Ali: Do you think it made the second half more interesting, because Salisbury set up that tension between them?
Evan: Yes, because then Louie's helping him.
Ali: But you still felt like he spent too much time on that.
(I agree with them. Louie's a fascinating character—a slightly older native Hawaiian boy who isn't part of the scout troop. The troop leader included him in hopes of offering him something positive to counteract a rough life. I loved the tension between him and Dylan and how it affected both of their character arcs, but it was overplayed in the first half—to the point that it felt like, "hmmm, better make Louie do one more mean thing to pass the time before the earthquake hits").
On the Hawaiian Setting:
Evan: In the first part it was kind of confusing. I couldn't really picture where they were. First, I was picturing them in a field of lava rock, then all of a sudden they're in this place below this huge cliff where there's a swimming hole and an ocean and an island and a coconut grove. I mean, that's not going to be in the middle of lava rocks.
Ali: So the setting changed as they were hiking, I think, and it was a little hard to keep up?
Evan: Yeah. And then when they were walking on the pahoehoe [smooth lava], I pictured it in a forest, and all of a sudden they found themselves in this place where they could fall into a canyon on each side, and then when they're past the a'a [rough lava], they had to get through this place that could collapse and they could see a helicopter—but if you're in a forest you couldn't see a helicopter.
Ali: I wonder why you pictured a forest?

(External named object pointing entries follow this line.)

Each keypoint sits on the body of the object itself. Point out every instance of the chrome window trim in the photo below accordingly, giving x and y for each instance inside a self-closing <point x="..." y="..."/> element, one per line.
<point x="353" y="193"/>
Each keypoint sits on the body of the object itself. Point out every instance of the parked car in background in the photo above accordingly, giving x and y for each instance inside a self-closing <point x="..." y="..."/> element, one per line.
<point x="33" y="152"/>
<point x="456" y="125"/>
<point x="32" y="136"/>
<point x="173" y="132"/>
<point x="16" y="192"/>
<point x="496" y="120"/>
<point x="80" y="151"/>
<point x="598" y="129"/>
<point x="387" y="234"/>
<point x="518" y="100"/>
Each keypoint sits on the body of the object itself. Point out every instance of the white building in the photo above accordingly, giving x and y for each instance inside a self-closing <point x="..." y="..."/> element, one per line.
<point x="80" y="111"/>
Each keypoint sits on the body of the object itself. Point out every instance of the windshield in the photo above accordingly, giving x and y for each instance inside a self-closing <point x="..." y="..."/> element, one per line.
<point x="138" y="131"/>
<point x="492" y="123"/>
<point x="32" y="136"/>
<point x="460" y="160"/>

He kept describing the sun beating down on them—I pictured it really desolate and hot, like a desert but with rocks.
Ben: Me too, I don't think it would be a forest.
Ali: So maybe what it was is that the setting was really unfamiliar to you, because you've never been to Hawaii, so you imagined it differently from what the author meant.
Ali: I remember you had some trouble picturing some of the characters, too, the Hawaiian boys.
Evan: Okay, you know, Louie? I'm picturing that same Hawaiian skin [like a picture of a Hawaiian teen we'd found on the internet], except a black t-shirt, a skull and shark tooth (necklace) and he's wearing green pants and his hair, I'm not picturing it like long like that, I'm picturing it like kind of messy, like sticking out in different places.
Ali: But since we don't know any Hawaiian people and you haven't seen any on TV and movies, it was a challenge.
Evan: Yeah. Mike [another of the boy scouts, also native Hawaiian], I don't really want to picture Mike, because it's so hard.
Ali: So, would you want to read another book that took place in Hawaii, or not?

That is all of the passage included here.